🤖 AI Summary
Autonomous driving systems suffer from high computational overhead: while existing attention mechanisms implicitly filter interacting agents, their quadratic complexity O(n²) hinders real-time inference in dense traffic scenarios. This paper proposes a reinforcement learning–based dynamic agent selection method that formulates critical agent identification as a Markov decision process. A reward-driven policy learns the relevance of each dynamic agent (e.g., vehicles, pedestrians) to ego-vehicle behavior and generates binary saliency masks. Integrated with a pre-trained behavioral model, the approach enables efficient attention pruning while preserving safety, traffic throughput, and overall progress.
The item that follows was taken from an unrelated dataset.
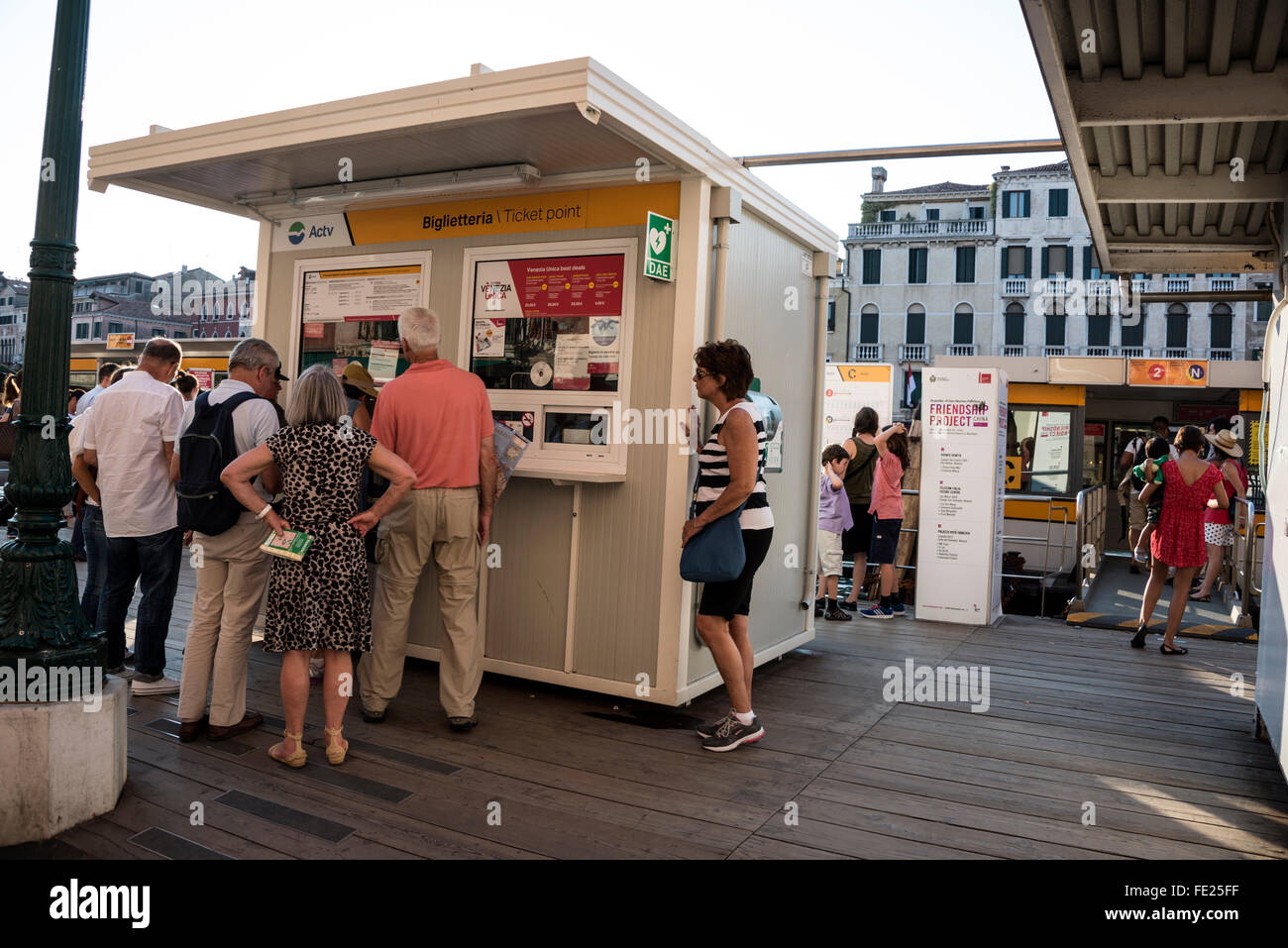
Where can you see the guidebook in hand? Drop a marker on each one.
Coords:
(292, 545)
Experiments on large-scale driving datasets demonstrate substantial input dimensionality reduction—up to an order of magnitude—without degrading decision-making performance. The method establishes a new paradigm for lightweight, interpretable autonomous driving decision-making.
📝 Abstract
Human drivers focus only on a handful of agents at any one time. On the other hand, autonomous driving systems process complex scenes with numerous agents, regardless of whether they are pedestrians on a crosswalk or vehicles parked on the side of the road. While attention mechanisms offer an implicit way to reduce the input to the elements that affect decisions, existing attention mechanisms for capturing agent interactions are quadratic, and generally computationally expensive. We propose RDAR, a strategy to learn per-agent relevance -- how much each agent influences the behavior of the controlled vehicle -- by identifying which agents can be excluded from the input to a pre-trained behavior model. We formulate the masking procedure as a Markov Decision Process where the action consists of a binary mask indicating agent selection. We evaluate RDAR on a large-scale driving dataset, and demonstrate its ability to learn an accurate numerical measure of relevance by achieving comparable driving performance, in terms of overall progress, safety and performance, while processing significantly fewer agents compared to a state of the art behavior model.